The difference with normal quantizations is that I quantize the output and embed tensors to f16.
and the other tensors to 15_k,q6_k or q8_0.
This creates models that are little or not degraded at all and have a smaller size.
They run at about 3-6 t/sec on CPU only using llama.cpp
And obviously faster on computers with potent GPUs
I think that the degradation is minor , when I train I try to train quantized .. so I expect the model to be in perfect precision in double quantized ..
I had read that the models were basically best at fp16 and personally considered this the base model ..
When I got the unsloth set up . I noticed they was using the 4-bit mistral ? So if they was using this why not use the 4 bit models as a base also !
It's a pity they could not make ggnls from 4-bit . The unsloth does not even want to give you a 4 bit model you have to specify forced !
But since I have been using 4 bit o have not gone back . I maintain a fp16 onsite , but the conversion between types only the switch down sometime has errors .. but I think there is a order to things .

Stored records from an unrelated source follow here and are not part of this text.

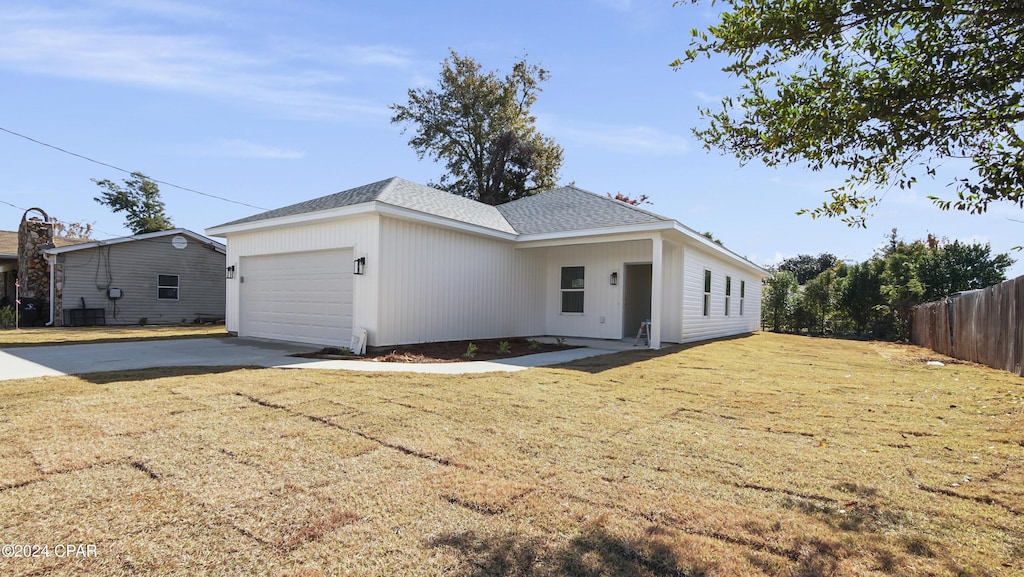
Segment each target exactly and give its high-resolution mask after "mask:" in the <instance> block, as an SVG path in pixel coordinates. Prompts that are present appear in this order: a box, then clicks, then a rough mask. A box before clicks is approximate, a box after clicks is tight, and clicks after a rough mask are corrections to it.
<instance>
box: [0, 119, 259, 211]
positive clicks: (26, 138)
mask: <svg viewBox="0 0 1024 577" xmlns="http://www.w3.org/2000/svg"><path fill="white" fill-rule="evenodd" d="M0 131H3V132H6V133H8V134H11V135H14V136H17V137H19V138H25V139H26V140H29V141H30V142H35V143H37V145H39V146H41V147H46V148H48V149H53V150H54V151H57V152H61V153H63V154H66V155H71V156H73V157H77V158H80V159H82V160H86V161H89V162H91V163H94V164H98V165H100V166H105V167H106V168H113V169H114V170H119V171H121V172H124V173H125V174H132V171H131V170H125V169H124V168H121V167H120V166H114V165H113V164H108V163H105V162H100V161H98V160H95V159H92V158H89V157H87V156H84V155H80V154H78V153H73V152H71V151H69V150H66V149H61V148H60V147H55V146H53V145H49V143H47V142H43V141H42V140H37V139H35V138H33V137H31V136H26V135H25V134H19V133H17V132H14V131H13V130H8V129H6V128H4V127H3V126H0ZM147 178H148V177H147ZM150 180H153V181H154V182H157V183H160V184H166V186H168V187H172V188H174V189H178V190H180V191H185V192H187V193H195V194H197V195H202V196H204V197H209V198H211V199H217V200H222V201H224V202H229V203H232V204H240V205H242V206H248V207H249V208H255V209H256V210H269V209H268V208H264V207H262V206H256V205H254V204H249V203H245V202H241V201H237V200H231V199H227V198H224V197H218V196H217V195H211V194H207V193H204V192H202V191H197V190H195V189H189V188H187V187H180V186H178V184H175V183H173V182H168V181H166V180H158V179H156V178H150ZM15 208H16V207H15Z"/></svg>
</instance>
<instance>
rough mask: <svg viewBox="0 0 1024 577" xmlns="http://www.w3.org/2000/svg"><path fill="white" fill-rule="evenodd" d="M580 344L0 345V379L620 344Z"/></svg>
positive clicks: (307, 363) (285, 343)
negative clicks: (538, 348) (100, 372)
mask: <svg viewBox="0 0 1024 577" xmlns="http://www.w3.org/2000/svg"><path fill="white" fill-rule="evenodd" d="M584 346H585V347H584V348H571V349H568V351H559V352H556V353H544V354H540V355H529V356H526V357H517V358H513V359H508V360H507V361H489V362H487V361H477V362H471V363H437V364H412V363H374V362H369V361H324V360H318V359H303V358H297V357H290V355H293V354H295V353H309V352H312V351H317V349H318V348H319V346H317V345H315V344H300V343H290V342H279V341H265V340H260V339H251V338H236V337H224V338H185V339H170V340H139V341H125V342H103V343H95V344H63V345H57V346H26V347H16V348H0V380H10V379H17V378H35V377H43V376H60V375H74V374H85V373H98V372H106V371H126V370H132V369H151V368H156V367H232V366H250V367H279V368H307V369H331V370H339V369H340V370H353V371H402V372H422V373H441V374H462V373H482V372H494V371H520V370H523V369H528V368H530V367H541V366H547V365H556V364H559V363H566V362H569V361H574V360H578V359H585V358H587V357H594V356H597V355H605V354H608V353H614V352H615V351H616V349H618V351H621V349H623V348H622V347H620V346H612V347H611V348H604V347H602V348H597V347H590V346H586V345H584Z"/></svg>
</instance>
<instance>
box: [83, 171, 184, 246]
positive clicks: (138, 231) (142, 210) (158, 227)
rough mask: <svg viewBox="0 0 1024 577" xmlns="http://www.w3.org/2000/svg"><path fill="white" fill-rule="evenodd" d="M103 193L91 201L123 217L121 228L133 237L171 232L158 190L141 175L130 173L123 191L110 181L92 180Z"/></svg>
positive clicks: (120, 185)
mask: <svg viewBox="0 0 1024 577" xmlns="http://www.w3.org/2000/svg"><path fill="white" fill-rule="evenodd" d="M92 181H93V182H95V183H96V186H98V187H99V188H100V189H103V190H104V192H103V193H101V194H100V195H99V196H98V197H95V198H93V199H92V200H94V201H96V202H98V203H99V204H102V205H104V206H109V207H110V208H111V210H113V211H114V212H124V213H125V225H126V226H127V228H128V229H129V230H130V231H131V232H132V234H135V235H141V234H143V233H156V232H159V231H168V230H170V229H173V228H174V224H173V223H172V222H171V219H170V218H168V217H167V214H166V213H165V212H164V201H163V200H161V199H160V187H158V186H157V183H156V182H154V181H153V180H151V179H150V178H147V177H146V175H145V174H142V173H141V172H132V173H131V178H127V179H125V180H124V187H121V184H118V183H117V182H114V181H113V180H108V179H105V178H104V179H102V180H96V179H95V178H93V179H92Z"/></svg>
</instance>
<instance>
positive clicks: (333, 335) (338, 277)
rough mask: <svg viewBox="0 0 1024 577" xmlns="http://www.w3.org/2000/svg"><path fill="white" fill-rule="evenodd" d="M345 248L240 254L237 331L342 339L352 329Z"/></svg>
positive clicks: (350, 253)
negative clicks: (239, 318)
mask: <svg viewBox="0 0 1024 577" xmlns="http://www.w3.org/2000/svg"><path fill="white" fill-rule="evenodd" d="M351 262H352V252H351V250H335V251H318V252H304V253H289V254H274V255H260V256H246V257H243V258H242V262H241V264H242V266H241V267H242V274H241V276H242V278H243V284H242V294H241V296H242V302H241V311H242V314H241V325H240V330H239V334H241V335H242V336H253V337H260V338H272V339H276V340H291V341H296V342H312V343H317V344H334V345H340V344H347V343H348V341H349V339H350V337H351V332H352V273H351V271H350V265H351Z"/></svg>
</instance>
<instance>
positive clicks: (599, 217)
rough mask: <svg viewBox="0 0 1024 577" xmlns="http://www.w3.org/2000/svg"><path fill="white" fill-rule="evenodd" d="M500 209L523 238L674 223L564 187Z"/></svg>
mask: <svg viewBox="0 0 1024 577" xmlns="http://www.w3.org/2000/svg"><path fill="white" fill-rule="evenodd" d="M497 208H498V210H499V211H500V212H501V213H502V215H504V216H505V219H506V220H508V221H509V223H510V224H512V228H513V229H515V230H516V232H517V233H519V234H520V235H535V234H544V233H563V232H567V231H582V230H587V229H604V228H607V226H622V225H626V224H643V223H646V222H659V221H672V219H671V218H667V217H665V216H660V215H658V214H654V213H653V212H648V211H646V210H643V209H640V208H637V207H635V206H632V205H629V204H626V203H625V202H620V201H616V200H613V199H610V198H607V197H602V196H600V195H595V194H594V193H589V192H587V191H584V190H581V189H578V188H575V187H562V188H561V189H556V190H554V191H549V192H547V193H541V194H539V195H534V196H531V197H526V198H523V199H519V200H516V201H512V202H510V203H508V204H503V205H499V206H498V207H497Z"/></svg>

So a finetuned model has it's deltas (extra) they are not entirely merged into the model as it still recognises these tensors . When compressing if a model is highly tuned then some of these tensors can give errors.
If the model has been merged with another model that product is good to reduce as a 4bit as the mathematics solved these potential future reduction errors ..
It's becomes a process of elimination when testing and merging etc . To discover where those tensor errors came from .. or quantisation errors which seems it overcame or not ? ..
So if the model does queantize to 4 bit with no errors then there is zero loss .
And zero degradation .
Hence not using an interface which hides these important verbose logging .
Maybe ? As that is my thoughta and testing on this so far .. and we are all experimenting and sharing what we learn as we go..
So it's not gospel !
Thanks , I use the q4km or s ..
It good to know that we can go much lower ! As this is the aim ... But also we need to be able to reexpand the models whan we need them. .
I consider gfml as a zip methodology
also i have some upcommming projects which require a remote - code to run ? how do you quantize these custom models ?